WL#4443: Remove scalability problem with many locks and external locks on partitioned tables with many partitions

Affects: Server-Prototype Only   —   Status: Complete

Since tables are locked before any preparation and optimizing is done, it is not
possible to prune partition locks in the optimizing phase.

This leads to bad performance and unnecessary work (all partitions are locked
for each and every query, if not explicit pruning, WL#5217, is used).

Therefore if we delay the locking until after prune_partitions is called we can
skip locking of pruned/non used partitions.

This can be done by also call prune_partitions in JOIN::prepare() to prune on
constants (non constants and subqueries cannot be locked pruned).

We must also enforce that nothing in the prepare phase rely on locked tables.


One side effect of this worklog will be shorter table locks too, since the
prepare phase will be done before
locking all tables. This may increase the overall performance.

This will fix BUG#37252.

Since locking is the major problem for many partitions, this worklog will not
try to delay any open calls (since open tables are cached). That will be
wl#3513, which may need refactoring of the table cache.
There should be no user visible change by this worklog.

There is no syntax changes.

To make it possible to prune away locks of unused partitions, locking have to be
placed after prune_partitions is done. Currently prune_partitions is called in
JOIN::optimize after tables are both opened and locked. This worklog will change
this so lock_tables() will be called after prune_partitions() are executed.

We should not use open_and_lock_tables(), but instead use
open_normal_and_derived_tables(), do
preparations and pre-locking optimizations, call prune_partitions, and then call
lock_tables() and continue with post-locking optimizations and execution.


Affected DML statements:

SELECT (including UNION and JOIN) should only lock the same partitions that
needs to read.

single table UPDATE will only be pruned for locking if no partitioning field is
given for update. (Not part of this worklog: One could optimize this if the
partitioning fields to be updated is constants only, then one could add those
matching partitions to be locked too).

multi table UPDATE will only prune locks for tables that does not update any
partitioning fields. (for enhancements see single table UPDATE). 

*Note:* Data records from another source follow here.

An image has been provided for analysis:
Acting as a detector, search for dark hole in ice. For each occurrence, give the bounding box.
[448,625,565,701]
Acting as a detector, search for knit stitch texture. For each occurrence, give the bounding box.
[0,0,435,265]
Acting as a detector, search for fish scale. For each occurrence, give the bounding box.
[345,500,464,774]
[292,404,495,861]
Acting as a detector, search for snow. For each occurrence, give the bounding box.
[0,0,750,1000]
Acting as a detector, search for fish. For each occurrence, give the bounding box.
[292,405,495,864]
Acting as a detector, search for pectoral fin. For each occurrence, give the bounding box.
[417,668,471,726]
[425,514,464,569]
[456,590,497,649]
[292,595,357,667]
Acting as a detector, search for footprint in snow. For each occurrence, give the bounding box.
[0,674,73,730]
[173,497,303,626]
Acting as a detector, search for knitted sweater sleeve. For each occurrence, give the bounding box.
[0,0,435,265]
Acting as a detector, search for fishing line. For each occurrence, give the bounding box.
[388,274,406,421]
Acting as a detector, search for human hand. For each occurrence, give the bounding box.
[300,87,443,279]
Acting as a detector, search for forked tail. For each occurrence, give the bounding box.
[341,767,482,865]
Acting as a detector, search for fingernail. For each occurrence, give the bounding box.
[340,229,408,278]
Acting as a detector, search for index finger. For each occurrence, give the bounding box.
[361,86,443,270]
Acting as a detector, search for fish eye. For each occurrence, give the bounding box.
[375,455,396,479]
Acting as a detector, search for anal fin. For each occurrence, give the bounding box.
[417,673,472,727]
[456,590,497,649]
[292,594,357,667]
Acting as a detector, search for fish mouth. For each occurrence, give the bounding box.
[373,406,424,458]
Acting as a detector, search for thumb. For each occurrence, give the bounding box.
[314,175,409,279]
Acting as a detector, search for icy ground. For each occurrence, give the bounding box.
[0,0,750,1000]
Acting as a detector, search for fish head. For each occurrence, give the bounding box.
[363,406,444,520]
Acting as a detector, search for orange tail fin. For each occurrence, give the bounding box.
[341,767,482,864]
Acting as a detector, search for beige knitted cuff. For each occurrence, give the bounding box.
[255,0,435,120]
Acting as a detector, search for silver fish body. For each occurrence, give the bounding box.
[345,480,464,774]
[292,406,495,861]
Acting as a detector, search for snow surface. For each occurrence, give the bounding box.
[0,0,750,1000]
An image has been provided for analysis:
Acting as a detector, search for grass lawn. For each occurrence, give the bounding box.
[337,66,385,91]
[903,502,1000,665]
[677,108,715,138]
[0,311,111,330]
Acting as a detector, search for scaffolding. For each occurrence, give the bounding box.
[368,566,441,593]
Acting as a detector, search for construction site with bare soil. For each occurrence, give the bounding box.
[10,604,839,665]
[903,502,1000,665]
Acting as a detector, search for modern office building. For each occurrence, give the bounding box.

REPLACE/INSERT ... VALUES should only lock the partitions having rows to be
inserted/replaced. This means that we need to iterate over every row to be
inserted/replaced and evaluate which partition it belongs to and mark that
partition for use/lock.
NOTE: If a AUTO_INCREMENT will be generated and it is a part of the
partitioning fields then all partitions must be locked (Not yet part of this
worklog: Optimization may be possible for range partitioning).

INSERT ... VALUES ... ON DUPLICATE KEY will only be pruned for use/lock if no
partition field is given for update (for optimization, see single-table UPDATE)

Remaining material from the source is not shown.